Starting next month, a diesel-powered generator on board a barge will be used to draw up low-oxygen water, fill it with highly concentrated bubbles of oxygen, and pump it back into the harbour at 30 to 40 metres depth.

The $7 million two-year trial has been jointly funded by industry body Salmon Tasmania and the Commonwealth, via the Fisheries Research and Development Corporation (FRDC).

Man holds a Maugean Skate
The endangered Maugean skate is only found in Macquarie Harbour in Tasmania, and relies on dissolved oxygen.(Supplied: Jeremy Lyle)

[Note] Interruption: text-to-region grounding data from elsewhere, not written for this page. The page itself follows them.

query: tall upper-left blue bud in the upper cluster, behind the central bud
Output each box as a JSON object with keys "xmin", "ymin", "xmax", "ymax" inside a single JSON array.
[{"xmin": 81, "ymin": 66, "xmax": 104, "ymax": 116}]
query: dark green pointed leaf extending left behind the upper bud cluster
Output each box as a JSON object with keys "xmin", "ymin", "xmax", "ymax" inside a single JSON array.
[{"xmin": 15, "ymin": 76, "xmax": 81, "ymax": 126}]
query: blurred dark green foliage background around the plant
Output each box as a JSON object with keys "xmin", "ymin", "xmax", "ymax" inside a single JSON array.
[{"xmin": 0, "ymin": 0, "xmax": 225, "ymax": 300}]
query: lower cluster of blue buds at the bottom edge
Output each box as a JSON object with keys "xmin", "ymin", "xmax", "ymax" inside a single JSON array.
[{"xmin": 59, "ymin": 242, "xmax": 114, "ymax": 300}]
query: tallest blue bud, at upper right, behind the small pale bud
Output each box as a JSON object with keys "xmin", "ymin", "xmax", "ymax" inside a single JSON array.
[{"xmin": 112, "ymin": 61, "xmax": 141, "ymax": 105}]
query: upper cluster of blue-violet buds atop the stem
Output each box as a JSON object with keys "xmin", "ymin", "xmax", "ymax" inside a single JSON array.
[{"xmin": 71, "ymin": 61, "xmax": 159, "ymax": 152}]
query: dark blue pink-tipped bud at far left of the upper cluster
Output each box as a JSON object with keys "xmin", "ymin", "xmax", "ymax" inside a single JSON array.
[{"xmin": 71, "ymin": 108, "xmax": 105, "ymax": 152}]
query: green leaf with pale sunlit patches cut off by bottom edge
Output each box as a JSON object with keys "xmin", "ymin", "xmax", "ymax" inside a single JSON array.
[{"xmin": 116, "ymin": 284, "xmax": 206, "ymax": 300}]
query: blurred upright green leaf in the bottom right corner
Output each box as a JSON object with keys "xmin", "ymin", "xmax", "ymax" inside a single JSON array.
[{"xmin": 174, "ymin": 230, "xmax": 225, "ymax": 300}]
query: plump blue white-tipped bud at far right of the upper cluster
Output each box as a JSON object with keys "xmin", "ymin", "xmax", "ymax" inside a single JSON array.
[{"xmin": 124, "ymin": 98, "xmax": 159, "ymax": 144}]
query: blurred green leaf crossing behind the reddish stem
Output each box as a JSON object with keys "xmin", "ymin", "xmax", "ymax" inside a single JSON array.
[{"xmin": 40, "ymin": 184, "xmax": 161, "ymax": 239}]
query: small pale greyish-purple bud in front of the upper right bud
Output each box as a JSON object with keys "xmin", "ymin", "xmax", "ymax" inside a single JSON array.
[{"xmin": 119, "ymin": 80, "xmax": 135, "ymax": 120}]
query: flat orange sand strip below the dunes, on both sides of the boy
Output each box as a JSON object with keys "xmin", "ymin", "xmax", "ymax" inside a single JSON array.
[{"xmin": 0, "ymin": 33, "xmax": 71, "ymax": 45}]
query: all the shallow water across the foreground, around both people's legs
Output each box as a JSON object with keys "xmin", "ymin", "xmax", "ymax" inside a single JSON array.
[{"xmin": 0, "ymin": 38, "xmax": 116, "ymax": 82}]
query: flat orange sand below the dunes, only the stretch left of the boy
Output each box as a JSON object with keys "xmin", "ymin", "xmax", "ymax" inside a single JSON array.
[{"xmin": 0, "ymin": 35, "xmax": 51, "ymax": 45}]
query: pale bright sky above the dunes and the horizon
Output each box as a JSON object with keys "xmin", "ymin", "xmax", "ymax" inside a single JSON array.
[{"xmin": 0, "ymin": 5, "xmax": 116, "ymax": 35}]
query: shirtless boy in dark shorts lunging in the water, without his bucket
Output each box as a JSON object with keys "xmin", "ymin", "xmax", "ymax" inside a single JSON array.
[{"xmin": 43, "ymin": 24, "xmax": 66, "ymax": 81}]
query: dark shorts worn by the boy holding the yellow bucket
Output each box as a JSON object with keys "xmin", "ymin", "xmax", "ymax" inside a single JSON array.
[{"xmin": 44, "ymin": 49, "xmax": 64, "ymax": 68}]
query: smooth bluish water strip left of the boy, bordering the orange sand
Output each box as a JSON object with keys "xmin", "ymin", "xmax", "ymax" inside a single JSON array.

The announcement of the trial came the same week that Australia’s Threatened Species Commissioner Fiona Fraser stated that Macquarie Harbour had been degraded “largely due to salmonid aquaculture”.

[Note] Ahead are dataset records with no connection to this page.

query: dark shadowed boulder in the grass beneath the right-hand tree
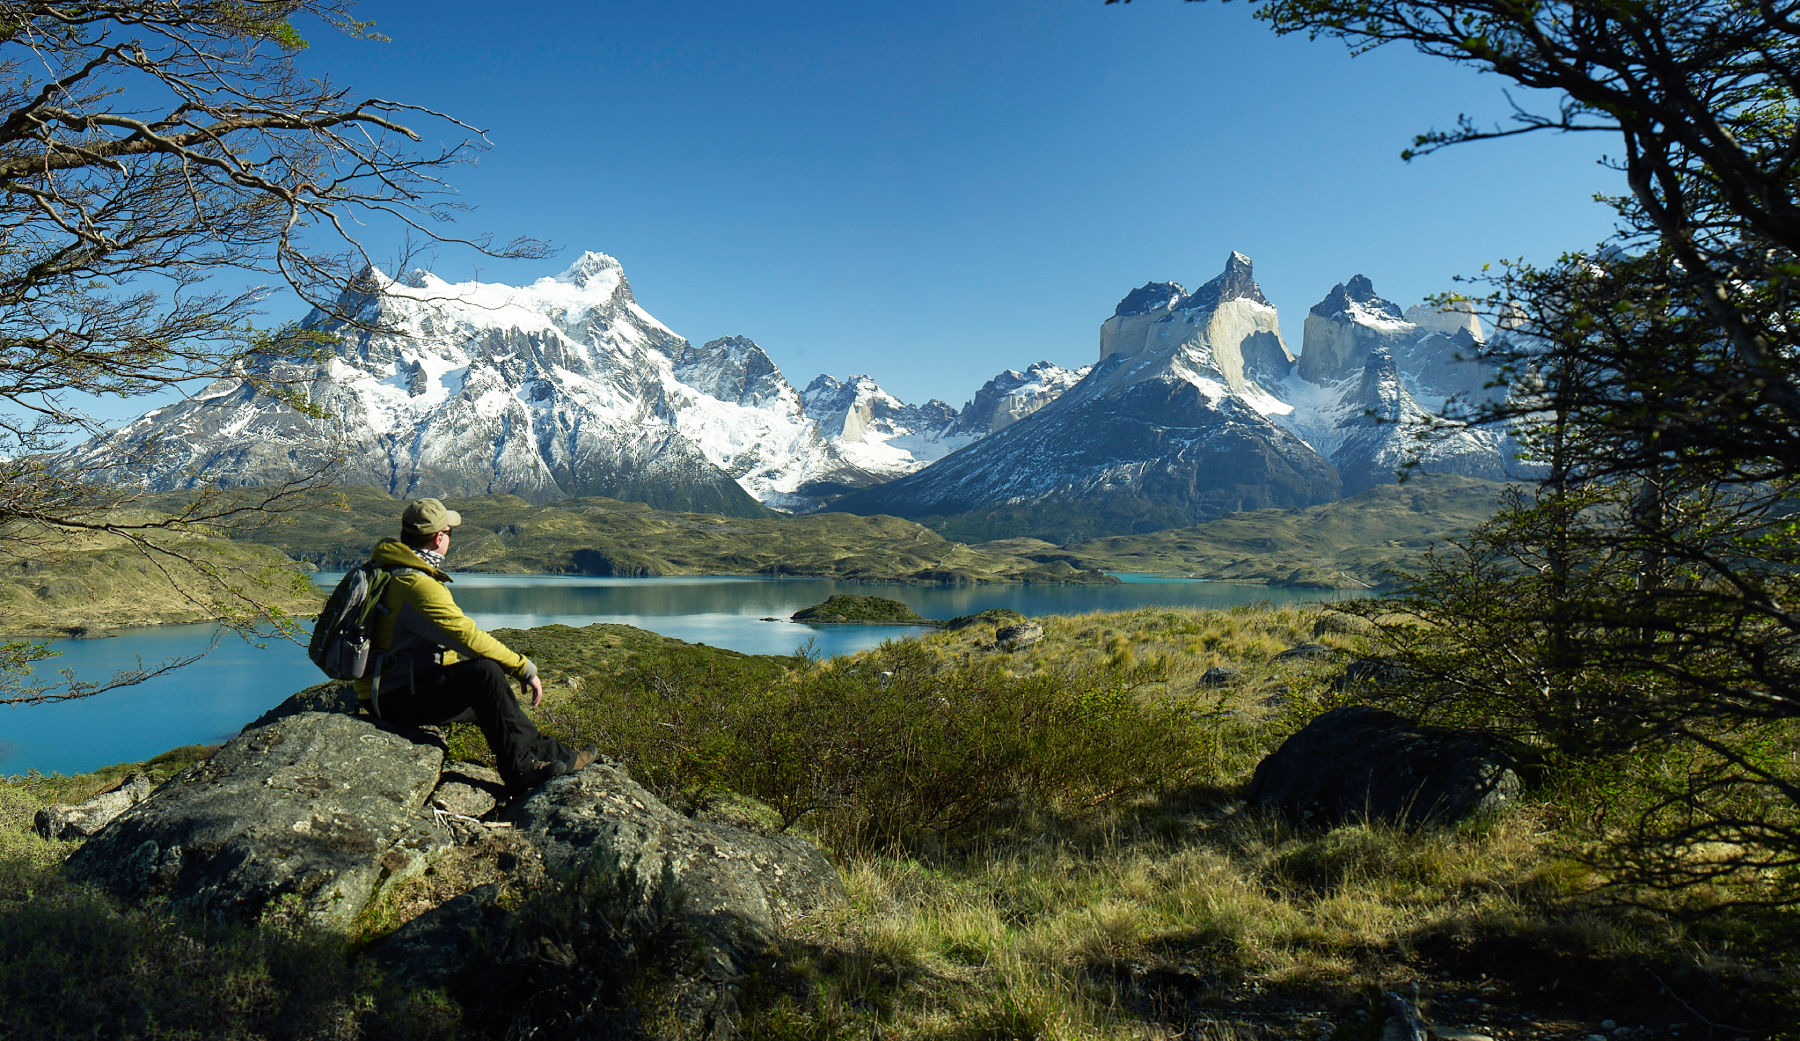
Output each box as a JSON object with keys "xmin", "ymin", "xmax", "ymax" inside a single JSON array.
[{"xmin": 1246, "ymin": 704, "xmax": 1521, "ymax": 825}]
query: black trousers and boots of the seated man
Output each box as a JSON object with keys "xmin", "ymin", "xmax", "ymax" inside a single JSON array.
[{"xmin": 378, "ymin": 657, "xmax": 574, "ymax": 794}]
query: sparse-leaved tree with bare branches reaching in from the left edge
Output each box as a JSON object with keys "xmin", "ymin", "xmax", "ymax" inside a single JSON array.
[{"xmin": 0, "ymin": 0, "xmax": 542, "ymax": 702}]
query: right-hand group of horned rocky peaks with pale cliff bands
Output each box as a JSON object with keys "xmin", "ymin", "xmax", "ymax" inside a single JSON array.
[{"xmin": 832, "ymin": 252, "xmax": 1530, "ymax": 542}]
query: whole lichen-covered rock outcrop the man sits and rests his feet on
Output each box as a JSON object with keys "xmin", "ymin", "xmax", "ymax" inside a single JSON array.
[{"xmin": 51, "ymin": 684, "xmax": 846, "ymax": 1037}]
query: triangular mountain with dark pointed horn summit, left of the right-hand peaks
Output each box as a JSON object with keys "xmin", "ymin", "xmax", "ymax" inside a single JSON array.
[{"xmin": 832, "ymin": 254, "xmax": 1341, "ymax": 537}]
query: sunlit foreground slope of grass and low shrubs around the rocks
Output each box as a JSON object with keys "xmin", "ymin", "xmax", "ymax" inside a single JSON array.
[{"xmin": 0, "ymin": 607, "xmax": 1800, "ymax": 1041}]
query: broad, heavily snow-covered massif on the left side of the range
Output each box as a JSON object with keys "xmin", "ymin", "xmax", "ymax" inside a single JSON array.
[{"xmin": 74, "ymin": 252, "xmax": 781, "ymax": 513}]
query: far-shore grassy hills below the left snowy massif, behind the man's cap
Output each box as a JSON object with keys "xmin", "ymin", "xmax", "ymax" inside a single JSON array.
[{"xmin": 207, "ymin": 488, "xmax": 1111, "ymax": 582}]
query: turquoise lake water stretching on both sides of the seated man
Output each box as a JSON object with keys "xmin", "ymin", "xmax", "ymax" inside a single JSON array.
[{"xmin": 0, "ymin": 573, "xmax": 1345, "ymax": 773}]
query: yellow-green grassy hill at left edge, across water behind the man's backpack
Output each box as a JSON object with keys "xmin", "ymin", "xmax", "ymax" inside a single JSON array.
[{"xmin": 0, "ymin": 531, "xmax": 324, "ymax": 636}]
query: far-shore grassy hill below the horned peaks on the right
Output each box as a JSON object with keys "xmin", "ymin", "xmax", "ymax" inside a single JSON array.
[{"xmin": 1029, "ymin": 474, "xmax": 1505, "ymax": 589}]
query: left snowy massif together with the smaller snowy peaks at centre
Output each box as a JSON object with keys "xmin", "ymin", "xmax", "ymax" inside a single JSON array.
[{"xmin": 72, "ymin": 252, "xmax": 1073, "ymax": 513}]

Commonwealth conservation advice highlighted that the “fastest and simplest” way to improve oxygen levels was for a significant destocking of salmon farms by this summer.

Two salmon farming enclosures on a waterway.

A reduction in dissolved oxygen in Macquarie Harbour coincided with the expansion of salmon farming.(ABC News: Bec Pridham)

That did not occur, and instead the oxygenation trial is set to begin.

Tasmanian Labor senator Anne Urquhart said it would help to determine whether oxygenation was feasible in the harbour.

“We all want to see the Maugean skate protected,” she said.

“We also want a sustainable salmon industry on the harbour which supports good, well-paid jobs, and makes an important contribution to the local and state economy.

“And to do that we need to increase the levels of dissolved oxygen in Macquarie Harbour and examine the environmental responses to the oxygenation. We also need to know how feasible and scalable the system is.”

The Institute of Marine and Antarctic Studies (IMAS) at the University of Tasmania will design the system and oversee the trial, which will be run by Salmon Tasmania.